The Chancellor of Justice of Finland (Oikeuskansleri, Justitiekanslern) is a Finnish government official who supervises authorities' (such as cabinet ministers and other public officials) compliance with the law and advances legal protection for Finnish citizens. The Chancellor investigates complaints against authorities' activities and may also start an investigation on his own initiative. The Chancellor attends cabinet meetings as a non-voting member to ensure that legal procedures and regulations are followed. The Chancellor has wide-ranging powers of oversight, investigation and prosecution.
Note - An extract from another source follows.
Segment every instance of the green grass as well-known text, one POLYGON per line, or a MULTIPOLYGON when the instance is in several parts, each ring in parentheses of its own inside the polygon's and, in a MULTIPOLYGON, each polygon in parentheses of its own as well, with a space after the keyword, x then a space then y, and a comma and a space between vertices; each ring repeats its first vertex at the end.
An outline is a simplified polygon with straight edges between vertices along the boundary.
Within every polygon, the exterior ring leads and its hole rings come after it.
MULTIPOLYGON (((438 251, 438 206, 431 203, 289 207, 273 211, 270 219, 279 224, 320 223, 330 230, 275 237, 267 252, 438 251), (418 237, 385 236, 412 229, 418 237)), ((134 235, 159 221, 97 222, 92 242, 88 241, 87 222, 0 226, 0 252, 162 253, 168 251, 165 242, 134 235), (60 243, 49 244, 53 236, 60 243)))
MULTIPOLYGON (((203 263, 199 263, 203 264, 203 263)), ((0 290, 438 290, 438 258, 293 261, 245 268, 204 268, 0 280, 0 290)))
The Chancellor (and Deputy) is appointed by the President of Finland. The Chancellor is appointed for life, but is required to retire at the age of 68, in line with all other Finnish civil servants. The Chancellor of Justice from 2018 will be Tuomas Pöysti, LL.D., replacing Jaakko Jonkka, LL.D.

== Estonia ==

The Estonian Chancellor of Justice (Õiguskantsler) is an independent supervisor of the basic principles of the Constitution of Estonia and the protector of individual rights. The institution seeks to ensure that authorities fulfil the obligations deriving from the principles of the rule of law and protection of human and social rights, human dignity, freedom, equality and democracy. The Chancellor of Justice is appointed to office by the Riigikogu (parliament) on the proposal of the President for a seven-year term. The Current Chancellor of Justice is Ülle Madise, who has been in office since 2015.